Claim National Insurance credits you are entitled to

You need 35 years' worth of National Insurance credits (NICs) to get a full state pension. If there were years where you didn't get enough NI credits to give you a 'qualifying year', you may find there’s a gap or two on your record. It is possible to get National Insurance credits to help fill these gaps under certain circumstances.

For example, if you are a grandparent, aunt or uncle under pension age you may be able to get credit towards your state pension if you are caring for a child and do not get Child Benefit for them. These credits are free and may increase the amount you eventually get when you reach state pension age.

You can apply online for a free state pension forecast to check what you’re likely to receive.

Pay voluntary National Insurance

Some people can fill gaps in their National Insurance record by paying voluntary National Insurance contributions. The rules are quite complex so you should verify with first to see if it makes sense to do so.

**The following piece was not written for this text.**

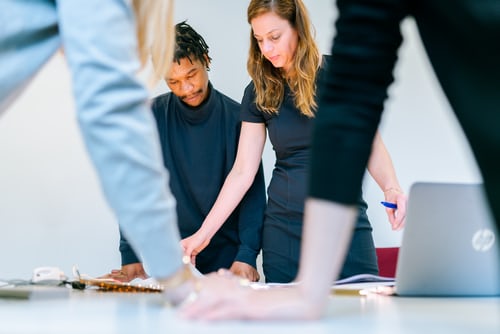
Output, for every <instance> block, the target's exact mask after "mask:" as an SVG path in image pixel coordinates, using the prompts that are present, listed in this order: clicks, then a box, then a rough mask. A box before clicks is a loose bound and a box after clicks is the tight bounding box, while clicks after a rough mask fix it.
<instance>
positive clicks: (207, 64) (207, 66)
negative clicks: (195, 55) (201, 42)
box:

Most people will pay voluntary ‘class 3’ contributions at £15.85 a week (or around £825 a year), or if they are self-employed and on a low income ‘class 2’ contributions at £3.15 a week (or around £164 a year).

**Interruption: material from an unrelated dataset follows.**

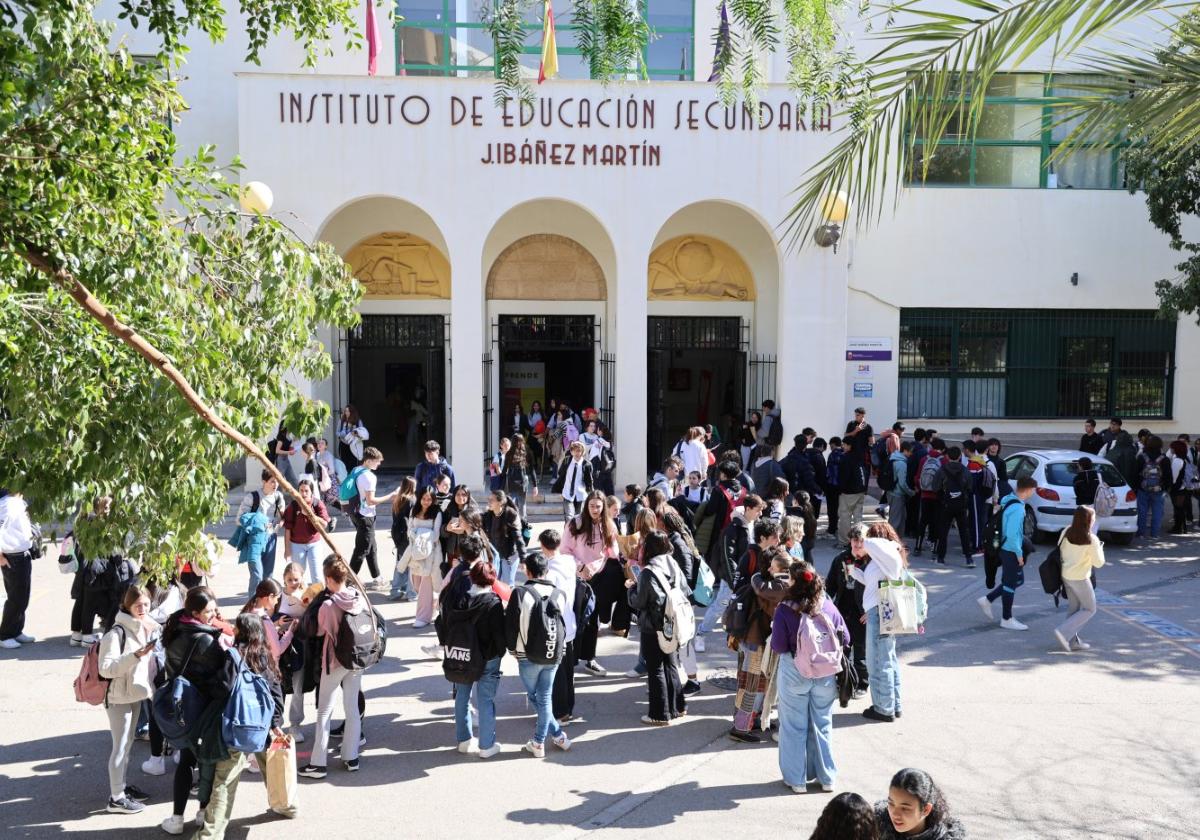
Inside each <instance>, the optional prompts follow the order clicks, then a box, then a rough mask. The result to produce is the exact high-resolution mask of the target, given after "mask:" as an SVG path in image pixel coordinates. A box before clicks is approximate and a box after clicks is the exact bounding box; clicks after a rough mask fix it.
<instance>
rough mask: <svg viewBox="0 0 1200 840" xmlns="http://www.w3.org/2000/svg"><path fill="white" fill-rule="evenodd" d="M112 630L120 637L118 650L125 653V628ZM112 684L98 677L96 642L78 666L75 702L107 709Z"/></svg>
mask: <svg viewBox="0 0 1200 840" xmlns="http://www.w3.org/2000/svg"><path fill="white" fill-rule="evenodd" d="M113 630H114V631H116V632H118V634H119V635H120V637H121V642H120V648H119V649H120V652H121V653H125V628H124V626H121V625H120V624H114V625H113ZM112 684H113V680H110V679H109V678H108V677H101V676H100V642H98V641H96V642H94V643H92V646H91V647H90V648H88V653H85V654H84V655H83V661H82V662H80V664H79V676H78V677H76V679H74V690H76V702H79V703H88V704H89V706H104V707H106V708H107V707H108V686H109V685H112Z"/></svg>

Usually, you can only pay for gaps from the last six years but currently you have until 5 April next year to pay for gaps between April 2006 and April 2016.

State benefits when youre retired

Almost a million retired people are missing out on a state benefit known as Pension Credit despite being eligible. Around £1.7 billion is currently unclaimed - this is roughly £1,700 per household.

Pension credit is a benefit for those over state pension age and tops up a low income. If you qualify you may also be eligible for other benefits such as a free TV licence, a council tax reduction, cold weather payments and free dental care. You can apply via if you already claim your state pension or call the Pension Service (0800 99 1234).

Be aware that as you get closer to retirement you become eligible for discounts on public transport and free NHS prescriptions, eye tests and vouchers to help cover the cost of contact lenses and glasses.